The CAFC’s final conclusion stated:

We hold that the asserted claims, claims 2 and 9 of the ’724 patent, claim 2 of the ’725 patent, claim 6 of the ’424 patent, and claims 1, 2, and 6 of the ’219 patent, are invalid under the on-sale bar.

Under revised 35 U.S.C. 102(a)(1), a person is entitled to a patent unless “the claimed invention was patented, described in a printed publication, or in public use, on sale, or otherwise available to the public before the effective filing date of the claimed invention.” Helsinn believes the Congress added the phrase “or otherwise available to the public” to eradicate “secret sales” as prior art and to require that the sale(s) make the “claimed invention” “available to the public.”

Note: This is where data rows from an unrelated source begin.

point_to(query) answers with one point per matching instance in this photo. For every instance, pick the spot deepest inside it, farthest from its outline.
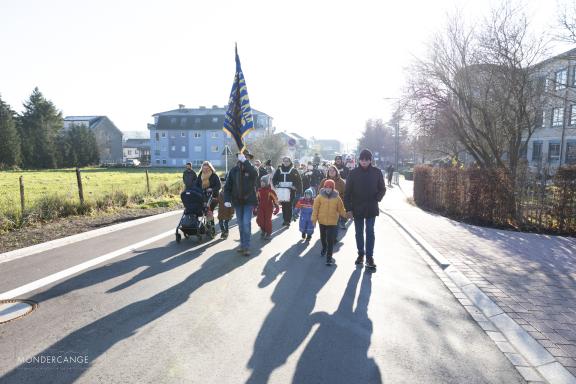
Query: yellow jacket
(327, 208)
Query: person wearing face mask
(364, 190)
(286, 176)
(240, 192)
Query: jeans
(328, 238)
(244, 219)
(359, 226)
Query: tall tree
(481, 85)
(9, 138)
(39, 125)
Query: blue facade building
(195, 135)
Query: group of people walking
(303, 192)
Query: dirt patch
(40, 233)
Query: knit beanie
(365, 154)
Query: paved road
(180, 313)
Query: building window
(560, 79)
(554, 151)
(557, 117)
(537, 151)
(570, 152)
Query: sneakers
(370, 263)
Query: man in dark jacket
(364, 190)
(286, 176)
(189, 176)
(339, 164)
(240, 192)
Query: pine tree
(9, 139)
(39, 126)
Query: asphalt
(186, 313)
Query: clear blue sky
(320, 68)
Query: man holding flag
(240, 188)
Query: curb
(34, 249)
(532, 361)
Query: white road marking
(14, 293)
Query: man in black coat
(240, 192)
(364, 190)
(287, 175)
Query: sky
(319, 68)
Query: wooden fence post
(80, 190)
(147, 182)
(22, 205)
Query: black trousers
(328, 237)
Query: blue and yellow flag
(238, 121)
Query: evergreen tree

In its petition, Helsinn referenced the definition of prior art and stated it is “critically important” and “goes to the heart of patentability.” They feel the AIA has narrowed the scope of on-sale bars to sales that are “publicly available.” Helsinn further stated “[t]he Federal Circuit’s decision threatens to upend that carefully constructed system…[it] casts doubt on the validity of countless patents issued since the AIA took effect and will chill valuable collaborations by smaller innovators.”

The Supreme Court is expected to hear this case in the fall with a decision to follow in early 2019.

Helsinn attorney Joseph O’Malley said: “We are pleased that the Supreme Court will consider the validity of the patent covering our client’s Aloxi drug franchise and clarify the AIA’s on-sale bar provision.”

A spokesperson for Teva said: “We acknowledge that the Supreme Court granted further review, but we remain confident in our position on the merits.”

Many hope this case will clarify discrepancies that have led to increased confusion for patentees and lower courts in regard to past on-sale bar rulings.